I wanted to stand up and say, ‘There’s a man in our garage and my sister is ill and it’s the first day I’ve travelled from the new house to the old school.’
But I didn’t. I just went on looking at all the faces and swinging back and forward when the bus swung round corners. I knew if somebody looked at me, they’d know nothing about me, either.
It was strange being at school again. Loads had happened to me, but school stayed just the same. Rasputin still asked us to lift up our hearts and voices and sing out loud in assembly. The Yeti yelled at us to keep to the left in the corridors. Monkey Mitford went red in the face and stamped his feet when we didn’t know our fractions.

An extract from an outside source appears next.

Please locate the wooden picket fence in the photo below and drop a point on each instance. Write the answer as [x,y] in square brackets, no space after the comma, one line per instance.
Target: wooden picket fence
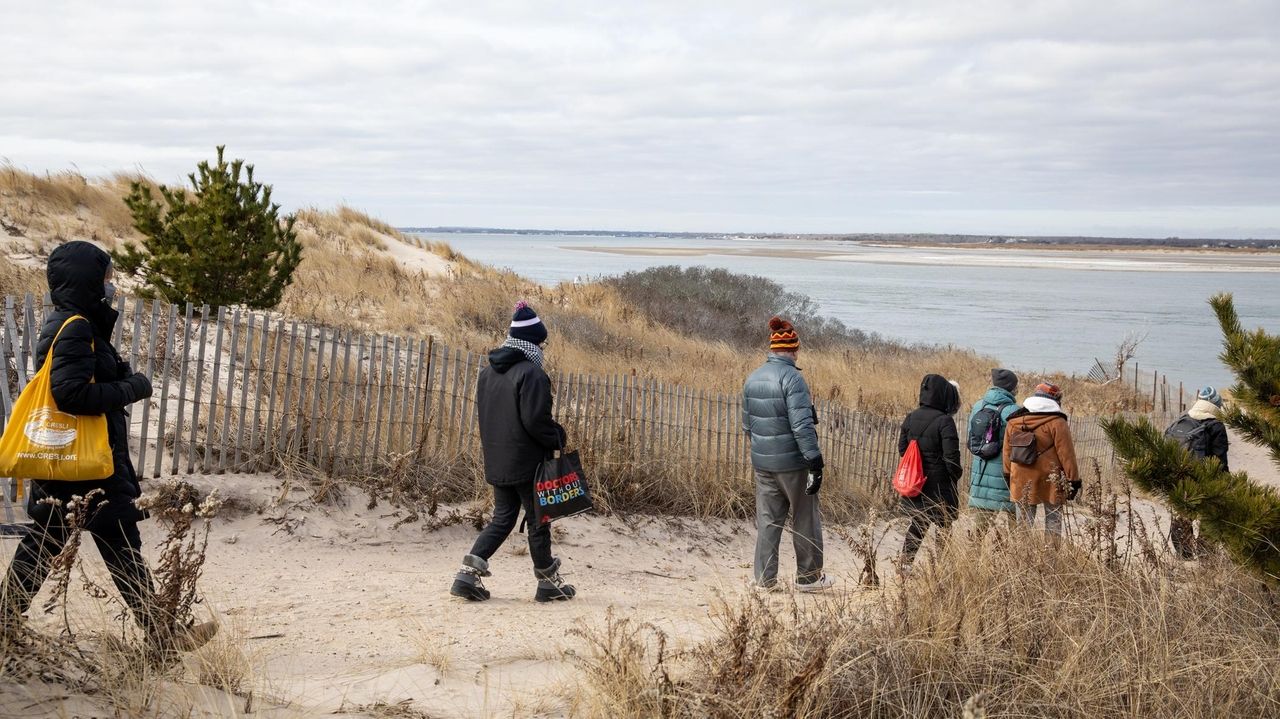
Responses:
[245,392]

Miss Clarts got tears in her eyes when she told us the story of Icarus, how his wings had melted when he flew too close to the sun, and how he had dropped like a stone past his father Daedelus into the sea. At lunchtime, Leakey and Coot argued for ages about whether a shot had gone over the line.
I couldn’t be bothered with it all.
I went to the fence at the edge of the field and stared over the town towards where I lived now.
While I was standing there, Mrs Dando, one of the auxiliaries, came over to me. She’d known my parents for years.
‘You OK, Michael?’ she said.
‘Fine.’
‘And the baby?’
‘Fine, too.’
‘Not footballing today?’
I shook my head.
‘Tell your parents I was asking,’ she said.
She took a fruit gum out of her pocket and held it out to me. A fruit gum. It was what she gave the new kids when they were sad or something.
‘Just for you,’ she whispered, and she wi
nked.
‘No,’ I said. ‘No, thanks.’
And I ran back and did a brilliant sliding tackle on Coot.
All day I wondered about telling somebody what I’d seen, but I told nobody. I said to myself it had just been a dream. It must have been.
Six
At home, there was a hole in the floor where Ernie’s toilet had been. It was filled with new cement. The plywood screen had gone. Ernie’s old gas fire had been taken away and there was just a square black gap behind the hearth. The floor was soaking wet and it stank of disinfectant. Dad was filthy and wet and grinning. He took me into the wilderness. The toilet was standing there in the middle of the thistles and weeds.
‘Thought it’d make a nice garden seat for us,’ he said.
The gas fire and the plywood were down by the garage door, but they hadn’t been taken inside.
He looked at me and winked. “Come and see what I found.’
He led me down to the garage door.
‘Hold your nose,’ he said. He bent down and started to open a newspaper parcel. ‘Ready?’
It was a parcel of birds. Four of them.
‘Found them behind the fire,’ he said. “Must have got stuck in the chimney and couldn’t get out again.’
You could make out that three of them were pigeons because of their grey and white feathers. The last one was pigeon-shaped, but it was all black.
‘This was the last one I found,’ he said. ‘It was under a heap of soot and dust that had fallen down the chimney.’
‘Is it a pigeon as well?’
‘Yes. Been there a long, long time, that’s all.’
He took my hand.
‘Touch it,’ he said. ‘Feel it. Go on, it’s OK.’
I let him hold my fingers against the bird. It was hard as stone. Even the feathers were hard as stone.
‘Been there so long it’s nearly a fossil,’ he said.